= Claudine Michel =

Claudine Michel is the editor of the Journal of Haitian Studies and a professor emerita of Black studies at the University of California, Santa Barbara. Michel is the Director of the UCSB Center for Black Studies Research.

In 2004, Michel co-edited the Black Studies Reader, an early volume highlighting a broad range of significant Black Studies Scholars such as Robin D.G. Kelly, Katie Geneva Cannon, Angela Davis, Jacquelyn Grant, Elsa Barkley Brown, Stuart Hall, and Richard Brent Turner. This volume shows how Black Studies Departments emerged out of civil rights struggles in the early 1960s. The University of California Santa Barbara, where Michel was faculty, has one of the earliest Black Studies Programs, established in 1969.

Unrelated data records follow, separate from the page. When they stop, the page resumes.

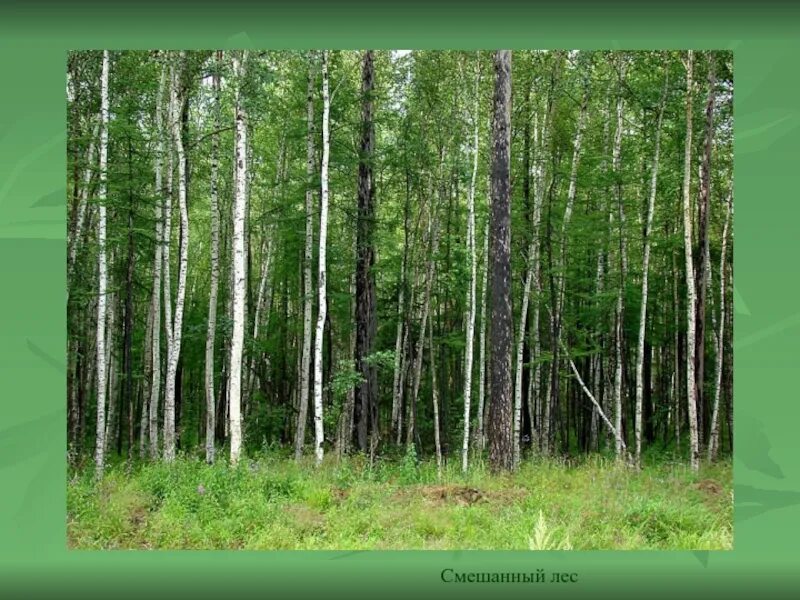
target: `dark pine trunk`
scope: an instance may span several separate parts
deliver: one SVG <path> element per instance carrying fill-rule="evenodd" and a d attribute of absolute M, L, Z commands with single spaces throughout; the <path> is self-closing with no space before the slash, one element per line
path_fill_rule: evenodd
<path fill-rule="evenodd" d="M 367 363 L 375 346 L 375 189 L 372 160 L 375 127 L 372 119 L 374 56 L 364 52 L 361 72 L 361 146 L 358 163 L 358 219 L 356 224 L 356 364 L 362 382 L 355 388 L 358 447 L 369 449 L 370 436 L 378 433 L 377 370 Z"/>
<path fill-rule="evenodd" d="M 491 164 L 491 347 L 489 465 L 493 471 L 513 467 L 511 406 L 511 51 L 494 53 L 494 98 Z"/>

Michel is a Haitian native and practitioner of Haitian Vodou who co-edited the first emic (insider) volume on Vodou, "Haitian Vodou: Spirit, Myth and Reality," with Patrick Belgarde-Smith. Mary Ann Clark at Yavapai College, in a review in Nova Religio, called this volume, "another extraordinary contribution by the editors and publisher."

== 2010 Haiti earthquake ==
Michel believes that aid after the 2010 Haiti earthquake is too top-to-bottom, resulting in Haiti "losing [its] soul".

== Works ==
- Etude Comparative des Théories du Développement de l'Enfant (DeBoeck/Université, Bruxelles/Paris, 1994). Co-author.
- Aspects Moraux et Educatifs du Vodou Haitien (Le Natal, Port-au-Prince, Haiti, 1995)
- Haitian Vodou: Spirit, Myth, and Reality (Indiana University Press, 2006). Co-author.
- Vodou in Haitian Life and Culture: Invisible Powers" (2006). Written by Patrick Bellegarde-Smith, edited by Michel.
- Offerings: Continuity and Transformation in Haitian Vodou (Oxford Press)

== Awards and honors ==
Michel received the Haitian Studies Association Service Award in 2008, particularly for her work as editor of the Journal of Haitian Studies.

In 2017 Michel was named Executive Director of the Haitian Studies Association

Upon retirement for UCSB, Michel was named an Emeritus Professor, and The Claudine Michel Fund at UC Santa Barbara was created in her honor, and awards "diverse faculty, staff and/or students".

==Sources==
- "A Conversation with Claudine Michel". Center for Culture, Society, and Religion. Retrieved 2022-11-01.